Rote Fahne 10/2021
Wer ist denn hier innovationsfeindlich? Gebt die Patente frei!
Gastkommentar von Prof. Dr. Christian Jooß, Göttingen
Schon letztes Jahr forderten Entwicklungsländer, ICOR, Medico International oder in Deutschland die MLPD, den Patentschutz für Covid-19-Impfstoffe aufzuheben. Er sichert Maximalprofite für wenige Pharmamonopole und bedeutet millionenfach Leid und Tod für Menschen mit schweren Erkrankungen. Kaum stellt sich US-Präsident Joe Biden unter wachsendem internationalen Druck hinter diese Forderung, sehen die Hüter der Profitwirtschaft gleich Wissenschaft und Forschung im Kapitalismus in Gefahr.

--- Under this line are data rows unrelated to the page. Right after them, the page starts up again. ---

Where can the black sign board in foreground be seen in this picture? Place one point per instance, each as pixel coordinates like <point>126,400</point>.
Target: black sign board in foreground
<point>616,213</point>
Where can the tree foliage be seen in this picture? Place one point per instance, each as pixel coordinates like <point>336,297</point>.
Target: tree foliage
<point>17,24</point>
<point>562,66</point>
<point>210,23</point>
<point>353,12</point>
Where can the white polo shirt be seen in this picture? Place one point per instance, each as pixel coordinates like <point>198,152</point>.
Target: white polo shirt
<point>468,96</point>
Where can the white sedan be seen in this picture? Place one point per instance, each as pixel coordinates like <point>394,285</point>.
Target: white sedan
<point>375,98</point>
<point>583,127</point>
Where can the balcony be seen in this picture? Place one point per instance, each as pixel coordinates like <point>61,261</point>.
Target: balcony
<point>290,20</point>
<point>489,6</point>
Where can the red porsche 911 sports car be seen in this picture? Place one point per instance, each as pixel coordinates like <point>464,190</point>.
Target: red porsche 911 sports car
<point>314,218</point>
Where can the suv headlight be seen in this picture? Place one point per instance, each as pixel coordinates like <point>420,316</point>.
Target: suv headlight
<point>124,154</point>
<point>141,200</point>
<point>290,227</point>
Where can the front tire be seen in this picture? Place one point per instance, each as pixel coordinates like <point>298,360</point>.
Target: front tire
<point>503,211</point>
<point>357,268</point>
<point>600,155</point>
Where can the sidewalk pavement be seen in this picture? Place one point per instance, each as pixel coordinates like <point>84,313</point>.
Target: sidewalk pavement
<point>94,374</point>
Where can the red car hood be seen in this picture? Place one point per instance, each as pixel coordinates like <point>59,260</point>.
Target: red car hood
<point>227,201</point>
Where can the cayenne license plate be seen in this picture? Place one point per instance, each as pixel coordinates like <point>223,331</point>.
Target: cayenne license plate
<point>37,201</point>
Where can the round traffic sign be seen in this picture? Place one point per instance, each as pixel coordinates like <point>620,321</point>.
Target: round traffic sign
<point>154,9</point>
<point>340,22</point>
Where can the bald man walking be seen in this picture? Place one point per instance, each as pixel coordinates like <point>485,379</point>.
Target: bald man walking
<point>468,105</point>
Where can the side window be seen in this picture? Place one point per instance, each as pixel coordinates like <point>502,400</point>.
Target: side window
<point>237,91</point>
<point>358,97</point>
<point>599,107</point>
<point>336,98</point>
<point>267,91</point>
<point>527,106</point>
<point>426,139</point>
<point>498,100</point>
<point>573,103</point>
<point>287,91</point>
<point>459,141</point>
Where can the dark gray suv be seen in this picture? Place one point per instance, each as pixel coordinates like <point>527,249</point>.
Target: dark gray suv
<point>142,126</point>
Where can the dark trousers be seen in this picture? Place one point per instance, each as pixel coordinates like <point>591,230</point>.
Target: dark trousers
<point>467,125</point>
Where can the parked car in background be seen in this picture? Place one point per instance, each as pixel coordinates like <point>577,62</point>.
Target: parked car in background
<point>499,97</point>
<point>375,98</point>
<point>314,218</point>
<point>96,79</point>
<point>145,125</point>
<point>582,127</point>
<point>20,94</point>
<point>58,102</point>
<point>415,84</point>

So der Chef des Pharmaverbands VfAHan Steutel, der „vor verheerenden Folgen für Deutschland“ warnt.1 Oder Bundeskanzlerin Merkel: „Ich glaube, dass wir die Kreativität und die Innovationskraft der Unternehmen brauchen.“ Dazu gehöre der Patentschutz.2 Also Forschen nur für den Profit der Konzerne? Selten wurde der Interessensgegensatz zwischen dem Anspruch vieler Forscherinnen und Forscher, Menschheitsprobleme zu lösen, und den überkommenen Eigentumsverhältnissen, hier des „geistigen Eigentums“, so deutlich.
Was ist das Problem?
1. Patente sind eine Grundlage für die Monopolstellung auf dem Weltmarkt und bestimmen so erheblich den Börsenwert von Monopolen. Das ist keinesfalls innovativ. Viele neue Entwicklungen werden so verhindert, weil Patente in Schubladen verschwinden.
2. Patente kann nur bekommen, wer Finanzen und Rechtsabteilungen großer Konzerne im Rücken hat. Auch wenn Forscher an Patenten beteiligt werden, sie zum Teil privat besitzen, ist die Mär vom innovativen Einzelforscher, der sich sein Engagement durch ein Patent als „geistiges Eigentum“ sichert, längst von der realen Vergesellschaftung der Forschung und Entwicklung überholt. Forschung geschieht im Verbund mit staatlich finanzierten Forschungslabors und Hochschulen. So haben die EU-Regierungen alleine im Jahr 2020 88 Milliarden Euro für die Covid-19-Impfstoffhersteller bereitgestellt. Die Entwicklung des mRNA-Impfstoffs von Biontec erforderte jahrzehntelange Vorarbeiten, die unter anderem in von der Deutschen Forschungsgemeinschaft (DFG) finanzierten Verbundprojekten erbracht wurden.3 Die Finanzierung durch die Konzerne ist marginal. Schon allein, weil die arbeitenden Menschen über Steuern das längst finanziert haben, ist der Patentschutz für private Profitinteressen ein einziger Anachronismus.
3. Fortschrittliche Wissenschaftler haben immer wieder ihre Patente dem Allgemeinwohl zu Verfügung gestellt, so wie Professor Rosin sein Patent über das Kryo-Recycling-Verfahren. Ich selber besitze keine Patente und mache meine Forschungsergebnisse öffentlich zugänglich. Vor zehn Jahren habe ich erlebt, wie ein großes Windradmonopol die Entwicklung von Kryo-Recycling von Windradflügeln aus Glasfaserverbundwerkstoffen verhindert hat. Es drohte der Forschergruppe mit Millionen-Schadensersatz wegen „Verletzung des Patentschutzes“. Aber: Wie soll eine Kreislaufwirtschaft funktionieren, wenn die Recycler nicht wissen dürfen, was die Produzenten hineingesteckt haben? Kapitalistische Konkurrenz mit ihrem Patentschutz ist innovationsfeindlich und verhindert fortschrittliche Lösungen.
Deshalb: Wer sich für eine wissenschaftliche und forschende Tätigkeit im Zukunftsinteresse der Menschheit einsetzt, sollte sich auch mit gesellschaftlichen Alternativen zum Kapitalismus befassen. In diesem System setzen ökonomische und politische Machtverhältnisse dem enge Grenzen. Die Ausrichtung der Wirtschaft auf das Gemeinwohl im Sozialismus hätte alleine in der Corona-Pandemie weltweit Millionen Menschenleben gerettet. Wäre es nicht an der Zeit, ob als Studierender oder als Wissenschaftler, sich an der Seite der Arbeiter für solche, eben sozialistische Verhältnisse einzusetzen?